I'm assuming it's based in all of them.
posted by pwnguin at 9:57 AM on June 21, 2013 [1 favorite]


The M1A1 tank is built by General Dynamics and yes they are huge and, if not everywhere, certainly a major employer in several important districts. The army is actually considering temporary shutdown of the Lima Army Tank Plant (in Ohio) because they don't need more tanks right now but that depends on whether Congress allocates additional funding for the facility.
posted by Wretch729 at 11:38 AM on June 21, 2013


(in Ohio)

A swing state? Say it ain't so!
posted by The 10th Regiment of Foot at 11:42 AM on June 21, 2013


How about we have them build bulldozers. Sounds like they need roads in Afghanistan.
posted by Golden Eternity at 11:48 AM on June 21, 2013


It's not like Afghanistan hasn't been there and done that.
posted by The 10th Regiment of Foot at 12:41 PM on June 21, 2013 [1 favorite]


There is an actual non-cynical, non-political argument that can be made for keeping the GenDyn M1A2 production line open. The workers at that plant are the only people in the U.S. who know how to make tanks. We can't buy Chinese or Mexican main battle tanks and if we lose the only people in the country who actually know how to build the things we are up the creek if we ever decide to build the M1A3 or whatever the next tank is.
posted by Megafly at 4:41 PM on June 21, 2013


The most contentious and closely watched part of the effort involves the disposal of Mine-Resistant Ambush Protected vehicles, the hulking beige personnel carriers that the Pentagon raced to build starting in 2007 to counter the threat of roadside bombs in Iraq and Afghanistan.
The Most Badass Truck in the US Army Is Straight Out of Thunderdome
posted by homunculus at 5:33 PM on June 21, 2013


Yes, junking MRAPs is idiotic.
posted by jaduncan at 5:40 PM on June 21, 2013


Maybe we can use the scrap to build a new economy to replace the one we spent on the tanks?
posted by nowhere man at 6:29 AM on June 22, 2013


The MRAPs are already junk even if they're still driving around. there is a mish-mash of different versions due to the rush to get them made and deployed. They're terribly engineered because all of the early ones were built but lots of little outfits that didn't really know what they were doing. I suppose the one that International Trucks started building after a while was decent. They are also of almost no use in Afghanistan because, as was said above, the roads aren't good enough. They worked in Iraq because they were driving down paved roads and highways. Even then they don't fit down small streets. Which is a general problem with all of our vehicles. If we still had something like the m151 MUTT or the military land rovers it would be a different story.

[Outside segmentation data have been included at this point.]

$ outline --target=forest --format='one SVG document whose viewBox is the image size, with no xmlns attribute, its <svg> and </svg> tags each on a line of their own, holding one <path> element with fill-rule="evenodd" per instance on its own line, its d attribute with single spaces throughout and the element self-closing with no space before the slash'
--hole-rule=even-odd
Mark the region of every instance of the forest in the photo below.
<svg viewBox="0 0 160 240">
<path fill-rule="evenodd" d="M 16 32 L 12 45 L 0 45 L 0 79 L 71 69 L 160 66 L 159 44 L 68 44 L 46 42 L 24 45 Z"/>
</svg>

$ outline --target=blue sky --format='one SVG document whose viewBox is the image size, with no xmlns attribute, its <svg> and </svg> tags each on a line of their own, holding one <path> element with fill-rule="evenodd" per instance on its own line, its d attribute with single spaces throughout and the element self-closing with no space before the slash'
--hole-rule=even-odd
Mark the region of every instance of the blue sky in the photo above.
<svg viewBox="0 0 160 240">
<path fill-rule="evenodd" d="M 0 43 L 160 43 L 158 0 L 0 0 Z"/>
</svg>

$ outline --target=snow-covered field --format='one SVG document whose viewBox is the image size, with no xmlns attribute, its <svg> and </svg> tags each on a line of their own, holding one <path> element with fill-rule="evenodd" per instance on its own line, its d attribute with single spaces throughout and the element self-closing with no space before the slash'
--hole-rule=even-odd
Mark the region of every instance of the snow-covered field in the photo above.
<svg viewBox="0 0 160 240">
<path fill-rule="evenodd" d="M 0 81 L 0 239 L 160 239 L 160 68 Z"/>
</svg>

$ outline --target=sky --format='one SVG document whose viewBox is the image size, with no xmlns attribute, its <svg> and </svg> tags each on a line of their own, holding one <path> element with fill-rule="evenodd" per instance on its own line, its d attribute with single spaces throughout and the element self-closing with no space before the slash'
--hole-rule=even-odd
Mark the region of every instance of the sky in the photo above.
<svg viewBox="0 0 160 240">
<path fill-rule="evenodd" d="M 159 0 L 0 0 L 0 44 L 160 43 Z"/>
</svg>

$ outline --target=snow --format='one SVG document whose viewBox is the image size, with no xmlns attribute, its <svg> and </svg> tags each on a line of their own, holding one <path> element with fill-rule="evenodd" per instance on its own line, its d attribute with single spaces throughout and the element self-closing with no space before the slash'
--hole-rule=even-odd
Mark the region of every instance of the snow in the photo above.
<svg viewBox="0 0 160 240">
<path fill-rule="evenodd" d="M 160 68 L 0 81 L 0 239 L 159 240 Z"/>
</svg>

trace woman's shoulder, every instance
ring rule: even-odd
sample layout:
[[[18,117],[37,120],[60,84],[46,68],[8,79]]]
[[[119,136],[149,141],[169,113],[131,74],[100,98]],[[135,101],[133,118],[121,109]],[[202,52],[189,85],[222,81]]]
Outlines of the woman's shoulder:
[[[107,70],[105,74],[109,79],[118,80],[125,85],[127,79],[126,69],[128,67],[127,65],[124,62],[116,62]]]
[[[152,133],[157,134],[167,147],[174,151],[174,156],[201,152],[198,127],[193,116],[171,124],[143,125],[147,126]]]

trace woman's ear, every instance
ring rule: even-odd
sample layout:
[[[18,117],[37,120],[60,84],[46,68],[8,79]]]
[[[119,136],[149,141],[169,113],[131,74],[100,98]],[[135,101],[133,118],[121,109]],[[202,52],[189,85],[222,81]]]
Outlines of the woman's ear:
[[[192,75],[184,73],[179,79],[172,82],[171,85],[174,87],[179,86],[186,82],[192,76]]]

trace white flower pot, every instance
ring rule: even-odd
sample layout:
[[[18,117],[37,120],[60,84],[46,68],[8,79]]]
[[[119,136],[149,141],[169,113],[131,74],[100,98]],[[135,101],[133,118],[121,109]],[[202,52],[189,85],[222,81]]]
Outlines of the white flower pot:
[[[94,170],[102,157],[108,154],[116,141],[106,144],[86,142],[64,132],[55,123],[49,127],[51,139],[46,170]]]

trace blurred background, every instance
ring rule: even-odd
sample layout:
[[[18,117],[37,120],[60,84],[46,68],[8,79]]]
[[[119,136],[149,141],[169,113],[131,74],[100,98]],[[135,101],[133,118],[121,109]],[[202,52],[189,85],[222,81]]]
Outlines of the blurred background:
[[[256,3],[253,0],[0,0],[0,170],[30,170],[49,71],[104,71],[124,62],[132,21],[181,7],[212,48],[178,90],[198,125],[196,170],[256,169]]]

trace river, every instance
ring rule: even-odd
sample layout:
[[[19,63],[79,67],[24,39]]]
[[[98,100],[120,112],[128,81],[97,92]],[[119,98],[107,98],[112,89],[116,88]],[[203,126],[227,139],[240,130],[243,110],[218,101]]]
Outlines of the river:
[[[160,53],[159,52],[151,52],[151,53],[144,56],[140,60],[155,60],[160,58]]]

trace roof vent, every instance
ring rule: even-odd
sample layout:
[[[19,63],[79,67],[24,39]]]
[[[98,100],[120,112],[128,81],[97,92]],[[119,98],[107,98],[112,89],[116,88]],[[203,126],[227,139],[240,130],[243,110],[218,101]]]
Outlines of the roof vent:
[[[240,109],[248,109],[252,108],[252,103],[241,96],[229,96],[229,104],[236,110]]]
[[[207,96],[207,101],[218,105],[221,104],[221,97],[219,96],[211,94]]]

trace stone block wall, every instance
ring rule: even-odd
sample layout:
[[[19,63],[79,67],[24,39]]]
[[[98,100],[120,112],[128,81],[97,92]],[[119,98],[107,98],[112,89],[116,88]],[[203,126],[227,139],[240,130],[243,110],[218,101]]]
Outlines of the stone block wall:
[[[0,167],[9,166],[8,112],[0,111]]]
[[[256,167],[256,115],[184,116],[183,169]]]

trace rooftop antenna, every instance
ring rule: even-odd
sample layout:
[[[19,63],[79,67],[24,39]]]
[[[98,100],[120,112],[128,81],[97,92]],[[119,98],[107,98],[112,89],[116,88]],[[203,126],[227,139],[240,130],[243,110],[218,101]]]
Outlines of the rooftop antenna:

In a side note I wish the military would stop trying to make 'Joint' vehicles (JSF, JLTV). They just end up being compromised and more expensive because they try really hard but still fail to make them not compromised.
posted by TheJoven at 9:11 AM on June 22, 2013 [1 favorite]


Even with that, it would make sense to warehouse them for future use.
posted by jaduncan at 1:24 AM on June 24, 2013


The Tank Warehouse.
for all your taliban needs
posted by clavdivs at 7:05 AM on June 25, 2013


I'm talking about the mine clearance stuff.
posted by jaduncan at 8:42 AM on June 25, 2013


I'm talking about the mine clearance stuff.

What mine clearance stuff?
posted by Authorized User at 3:21 PM on June 25, 2013


The kind you find at Tank warehouse.